Anti-abortion rights advocates are hoping conservative justices on the court will overturn what they describe as an “arbitrary” precedent set by Roe v Wade.

For years, they have argued that the Supreme Court erred in its decision in that case, while pushing to install judges on federal courts who would reverse the ruling.

“We want states to have the ability to pass laws that reflect the values of the people, to use the democratic process to achieve consensus, and consensus is going to look different depending on where you are,” Quigley told Al Jazeera.

Immediate impact

A ruling striking down Roe v Wade would have an immediate and consequential impact. About half of US states already have laws on their books restricting abortion that would take effect automatically if the high court upholds the Mississippi law.

“We could see women and families really suffering because they don’t have access to abortion care,” Baker said. “People who are already facing discriminatory barriers to health care will have yet one more huge barrier.”

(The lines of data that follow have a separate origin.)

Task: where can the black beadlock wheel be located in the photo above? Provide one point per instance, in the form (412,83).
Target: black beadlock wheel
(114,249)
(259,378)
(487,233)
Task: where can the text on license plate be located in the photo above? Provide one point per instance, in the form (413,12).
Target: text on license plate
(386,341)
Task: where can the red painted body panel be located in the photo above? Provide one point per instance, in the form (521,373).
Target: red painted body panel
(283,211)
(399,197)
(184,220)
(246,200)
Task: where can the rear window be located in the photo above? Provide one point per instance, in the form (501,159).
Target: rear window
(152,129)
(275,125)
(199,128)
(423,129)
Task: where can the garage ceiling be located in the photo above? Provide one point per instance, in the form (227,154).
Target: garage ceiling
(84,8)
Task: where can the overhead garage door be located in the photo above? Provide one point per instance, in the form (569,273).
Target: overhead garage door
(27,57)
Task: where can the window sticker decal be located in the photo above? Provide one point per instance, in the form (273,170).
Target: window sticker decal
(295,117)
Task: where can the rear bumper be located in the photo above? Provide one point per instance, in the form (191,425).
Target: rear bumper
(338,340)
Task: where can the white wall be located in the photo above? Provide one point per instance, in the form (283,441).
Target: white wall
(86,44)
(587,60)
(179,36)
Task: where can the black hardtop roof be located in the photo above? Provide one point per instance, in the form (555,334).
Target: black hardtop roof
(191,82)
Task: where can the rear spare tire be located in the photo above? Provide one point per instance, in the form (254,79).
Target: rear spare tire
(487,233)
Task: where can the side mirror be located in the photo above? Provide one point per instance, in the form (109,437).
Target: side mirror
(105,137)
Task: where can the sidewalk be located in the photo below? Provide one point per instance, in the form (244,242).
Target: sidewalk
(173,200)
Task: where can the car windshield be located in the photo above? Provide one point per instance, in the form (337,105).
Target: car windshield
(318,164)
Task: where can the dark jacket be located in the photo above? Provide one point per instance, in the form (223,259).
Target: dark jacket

Last month, tens of thousands of people demonstrated in cities across the US to call for abortion rights to be protected – and to denounce a Texas state law that has effectively banned abortion after six weeks of pregnancy.

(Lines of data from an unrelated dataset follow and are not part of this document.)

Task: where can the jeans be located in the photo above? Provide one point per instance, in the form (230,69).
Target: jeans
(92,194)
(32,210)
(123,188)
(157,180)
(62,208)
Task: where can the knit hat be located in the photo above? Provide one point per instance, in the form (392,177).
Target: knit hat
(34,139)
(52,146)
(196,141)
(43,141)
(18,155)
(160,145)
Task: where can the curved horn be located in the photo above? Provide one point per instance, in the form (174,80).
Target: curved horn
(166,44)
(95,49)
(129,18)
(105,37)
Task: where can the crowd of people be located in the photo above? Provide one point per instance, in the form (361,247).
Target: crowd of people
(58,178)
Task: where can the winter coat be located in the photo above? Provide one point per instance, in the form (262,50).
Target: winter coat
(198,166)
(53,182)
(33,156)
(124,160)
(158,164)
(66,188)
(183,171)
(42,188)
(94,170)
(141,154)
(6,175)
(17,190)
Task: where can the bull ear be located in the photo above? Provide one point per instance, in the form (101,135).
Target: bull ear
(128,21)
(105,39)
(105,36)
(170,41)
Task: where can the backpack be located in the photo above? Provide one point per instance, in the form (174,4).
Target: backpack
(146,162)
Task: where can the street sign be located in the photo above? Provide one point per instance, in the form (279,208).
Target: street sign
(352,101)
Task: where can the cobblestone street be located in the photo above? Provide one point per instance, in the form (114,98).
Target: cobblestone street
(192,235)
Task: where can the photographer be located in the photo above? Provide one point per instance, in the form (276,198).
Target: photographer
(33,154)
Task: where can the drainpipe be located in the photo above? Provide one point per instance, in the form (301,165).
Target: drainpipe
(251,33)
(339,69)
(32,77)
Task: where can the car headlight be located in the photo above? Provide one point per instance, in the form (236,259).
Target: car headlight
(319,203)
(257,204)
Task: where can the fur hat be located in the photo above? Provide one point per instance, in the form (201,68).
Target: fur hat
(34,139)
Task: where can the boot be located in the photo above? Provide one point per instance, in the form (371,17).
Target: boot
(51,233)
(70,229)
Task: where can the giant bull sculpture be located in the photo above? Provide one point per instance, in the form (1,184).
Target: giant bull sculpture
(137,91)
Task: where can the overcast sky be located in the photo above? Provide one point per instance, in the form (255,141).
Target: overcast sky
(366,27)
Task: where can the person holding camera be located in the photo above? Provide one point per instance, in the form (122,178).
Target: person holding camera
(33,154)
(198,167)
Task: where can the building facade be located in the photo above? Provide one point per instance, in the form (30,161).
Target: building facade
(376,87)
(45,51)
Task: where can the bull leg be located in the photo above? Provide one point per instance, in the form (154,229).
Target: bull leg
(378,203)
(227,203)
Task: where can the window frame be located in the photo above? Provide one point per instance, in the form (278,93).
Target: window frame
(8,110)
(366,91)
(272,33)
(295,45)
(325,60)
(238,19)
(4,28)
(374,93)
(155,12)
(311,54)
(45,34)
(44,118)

In November, the US Supreme Court heard separate challenges to that Texas legislation, which allows private citizens to enforce the ban by seeking financial judgments against abortion providers.

A supporter of reproductive choice takes part in the nationwide Women’s March, in Washington, DC [Elizabeth Frantz/Reuters]

But women’s rights advocates have raised fears over how the conservative majority of the top court will affect its decisions in both the Texas and Mississippi cases.

In his four years in office, former President Donald Trump appointed three new conservative justices to the court, including Justices Neil Gorsuch and Brett Kavanaugh, who have already signalled a willingness to overturn Roe.

The newest justice, Amy Coney Barrett, is believed by court watchers to be against abortion rights, and open to reversing the court’s previous rulings – at least in part. “The question is how much freedom the court is willing to let states have in regulating abortion,” Barrett said in a 2016 lecture.

Political implications

Meanwhile, the Supreme Court’s decision in the Mississippi case, which is likely to come down in the months ahead of the 2022 mid-term elections, will hold considerable political implications.

“If you want to see a revolution go ahead, outlaw Roe v Wade and see what the response is of the public, particularly young people,” said Democratic Senator Jeanne Shaheen.

Any reversal of Roe v Wade would also run counter to public opinion in the US, where abortion rights are broadly favoured – even among Republican voters and evangelical Christians.

Sixty percent of Americans said the Supreme Court should uphold its precedent in Roe v Wade, according to an ABC News/Washington Post poll conducted between November 7 and 10, 2021.

Only 27 percent said the court should overturn that precedent-setting decision.

The same survey also found that 75 percent of respondents believed decisions about abortion and reproductive health should be between a woman and her doctor.